Continua la polemica sulla gestione dell’emergenza Coronavirus nella frazione di Valli, dove- ricordiamo- ci sono state 4 vittime. Residenti ed amministrazione da più giorni incalzano la Regione e l’Ulss per ottenere tamponi per tutti.
La risposta da parte dell’Ulss non è stata però quella che a Valli si sperava.
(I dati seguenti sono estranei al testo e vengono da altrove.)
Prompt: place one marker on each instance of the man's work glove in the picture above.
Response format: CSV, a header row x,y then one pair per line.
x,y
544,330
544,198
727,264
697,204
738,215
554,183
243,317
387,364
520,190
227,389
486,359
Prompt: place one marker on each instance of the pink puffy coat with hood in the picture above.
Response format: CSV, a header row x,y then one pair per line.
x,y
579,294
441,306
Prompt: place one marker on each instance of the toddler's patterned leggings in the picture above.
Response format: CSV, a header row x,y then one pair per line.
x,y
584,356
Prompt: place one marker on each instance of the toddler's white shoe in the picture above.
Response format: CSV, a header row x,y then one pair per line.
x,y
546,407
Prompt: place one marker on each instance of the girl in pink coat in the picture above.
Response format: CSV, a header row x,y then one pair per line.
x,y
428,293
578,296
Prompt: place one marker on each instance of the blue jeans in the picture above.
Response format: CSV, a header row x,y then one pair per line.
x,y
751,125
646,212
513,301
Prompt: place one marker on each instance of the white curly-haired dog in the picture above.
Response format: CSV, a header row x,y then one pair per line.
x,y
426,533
L’azienda infatti, senza giri di parole, ha fatto intendere che il contagio si è propagato a causa del mancato rispetto delle regole- quali l’isolamento e la poca precisione nell’elencare i propri contatti in caso di positività.
Dichiarazioni che sono parse inaccettabili e fuori contesto dal capogruppo pentasteĺlato Paolo Bonfà, che vive nella frazione e replica: “La risposta dell’Ulss non tiene conto del contesto in cui si stanno verificando i fatti. Valli è una piccola frazione dove vivono poco meno di 2000 abitanti. I numeri non vanno paragonati a quelli dei grandi centri. A Valli c’è un forte senso di comunità e molti cittadini e, nel momento in cui non erano ben chiare le dimensioni dei problemi portati dal virus, la gente continuava a praticare i soli tre bar presenti e ad incontrarsi nelle poche attività presenti nel centro. Al netto delle presunte o accertate colpe di cui potremmo discutere all’infinito, vanno oggi messe in campo tutte quelle azioni di tutela per i residenti e per le categorie più deboli come gli anziani. Servono tamponi a tappeto e una tensostruttura di primo soccorso e di informazione per chi non accede ai canali comunicativi più veloci come Internet. Ricordo a Dal Ben che i possibili asintomatici di Valli continuano a spostarsi nel territorio raggiungendo il centro di Chioggia, Venezia e altre località vicine per lavoro. Se vogliamo fermare l’emergenza vanno colpiti i focolai. Se la Regione mette a disposizione realmente 20000 tamponi al giorno, se ne facciano subito 2000 a Valli”.